How to read Excel data by column name in python using xlrd

Question

I am trying to read the data of large excel file(almost 100000 row). I am using 'xlrd Module' in python to fetch the data from excel. I want to fetch data by column name(Cascade,Schedule Name,Market) instead of column number(0,1,2). Because my excel columns are not fixed. i know how to fetch data in case of fixed column.

here is the code by which i am fetching data from the excel for fixed column

import xlrd

file_location =r"C:\Users\Desktop\Vision.xlsx"
workbook=xlrd.open_workbook(file_location)
sheet= workbook.sheet_by_index(0)
print(sheet.ncols,sheet.nrows,sheet.name,sheet.number)

for i in range(sheet.nrows):
   flag = 0
   for j in range(sheet.ncols):
      value=sheet.cell(i,j).value

If anyone has any solution of this, kindly let me know

Thanks

Edit your Question and give an examples of "by column name instead of column number" — stovfl
– stovfl, Commented Nov 14, 2018 at 21:07

Xukrao · Accepted Answer · 2018-11-14 22:21:18Z

4

Alternatively you could also make use of pandas, which is a comprehensive data analysis library with built-in excel I/O capabilities.

import pandas as pd

file_location =r"C:\Users\esatnir\Desktop\Sprint Vision.xlsx"
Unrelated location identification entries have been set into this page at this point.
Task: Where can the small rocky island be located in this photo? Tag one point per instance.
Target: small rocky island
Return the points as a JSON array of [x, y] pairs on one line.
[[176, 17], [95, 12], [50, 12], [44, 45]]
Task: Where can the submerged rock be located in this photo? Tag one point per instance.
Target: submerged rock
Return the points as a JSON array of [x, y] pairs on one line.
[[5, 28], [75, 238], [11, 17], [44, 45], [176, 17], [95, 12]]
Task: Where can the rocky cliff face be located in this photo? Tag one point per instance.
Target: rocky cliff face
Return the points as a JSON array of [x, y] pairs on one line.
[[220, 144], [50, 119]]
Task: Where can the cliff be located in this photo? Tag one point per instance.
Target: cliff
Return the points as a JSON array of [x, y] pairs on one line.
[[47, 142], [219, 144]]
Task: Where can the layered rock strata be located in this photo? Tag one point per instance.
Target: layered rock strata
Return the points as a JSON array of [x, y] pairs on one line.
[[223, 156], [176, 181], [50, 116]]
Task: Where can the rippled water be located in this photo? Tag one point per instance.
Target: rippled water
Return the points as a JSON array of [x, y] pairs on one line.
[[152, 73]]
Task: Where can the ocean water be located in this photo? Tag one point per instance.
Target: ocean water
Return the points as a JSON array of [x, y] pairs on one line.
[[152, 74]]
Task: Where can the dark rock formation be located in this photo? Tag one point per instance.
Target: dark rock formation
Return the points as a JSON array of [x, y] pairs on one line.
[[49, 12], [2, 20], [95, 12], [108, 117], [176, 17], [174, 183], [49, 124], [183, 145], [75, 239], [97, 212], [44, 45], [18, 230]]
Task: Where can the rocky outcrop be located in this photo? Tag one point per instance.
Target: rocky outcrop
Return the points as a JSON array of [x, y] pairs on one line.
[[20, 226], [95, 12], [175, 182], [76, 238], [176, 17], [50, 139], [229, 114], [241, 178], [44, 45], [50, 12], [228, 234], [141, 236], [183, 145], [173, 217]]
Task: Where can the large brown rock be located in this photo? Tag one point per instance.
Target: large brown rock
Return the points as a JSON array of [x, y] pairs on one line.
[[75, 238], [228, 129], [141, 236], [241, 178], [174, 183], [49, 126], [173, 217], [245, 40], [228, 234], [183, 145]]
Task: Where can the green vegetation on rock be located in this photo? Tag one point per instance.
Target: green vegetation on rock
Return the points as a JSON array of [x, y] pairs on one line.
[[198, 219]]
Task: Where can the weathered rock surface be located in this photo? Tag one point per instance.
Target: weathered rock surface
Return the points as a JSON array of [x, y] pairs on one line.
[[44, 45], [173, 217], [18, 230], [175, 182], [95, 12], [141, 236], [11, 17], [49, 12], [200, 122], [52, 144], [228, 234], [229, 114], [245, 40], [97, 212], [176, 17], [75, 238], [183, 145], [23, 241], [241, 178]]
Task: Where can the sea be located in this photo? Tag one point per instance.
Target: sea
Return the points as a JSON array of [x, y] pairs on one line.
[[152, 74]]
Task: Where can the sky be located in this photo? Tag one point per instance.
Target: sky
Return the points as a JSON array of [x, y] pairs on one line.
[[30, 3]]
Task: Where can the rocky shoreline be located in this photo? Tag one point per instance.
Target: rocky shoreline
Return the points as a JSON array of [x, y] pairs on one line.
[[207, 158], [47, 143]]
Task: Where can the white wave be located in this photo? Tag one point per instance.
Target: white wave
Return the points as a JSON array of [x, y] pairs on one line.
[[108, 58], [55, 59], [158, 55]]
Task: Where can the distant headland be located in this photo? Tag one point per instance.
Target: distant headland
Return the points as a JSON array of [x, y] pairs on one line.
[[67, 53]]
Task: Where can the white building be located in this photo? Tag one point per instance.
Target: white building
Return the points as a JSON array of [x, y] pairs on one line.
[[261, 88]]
# Read out first sheet of excel file and return as pandas dataframe
df = pd.read_excel(file_location)

# Reduce dataframe to target columns (by filtering on column names)
df = df[['Cascade', 'Schedule Name', 'Market']]

where a quick view of the resulting dataframe df will show:

In [1]: df
Out[1]:
   Cascade     Schedule Name                Market
0  SF05UB0  DO Macro Upgrade  Upper Central Valley
1  DE03HO0  DO Macro Upgrade                Toledo
2  SF73XC4  DO Macro Upgrade                SF Bay

answered Nov 14, 2018 at 22:21

Xukrao

8,6745 gold badges29 silver badges58 bronze badges

Sign up to request clarification or add additional context in comments.

1 Comment

Sat.N Over a year ago

Thank Xukrao for your answer but i do not know how to perform operation over excel data using pandas. so i am unable to use it.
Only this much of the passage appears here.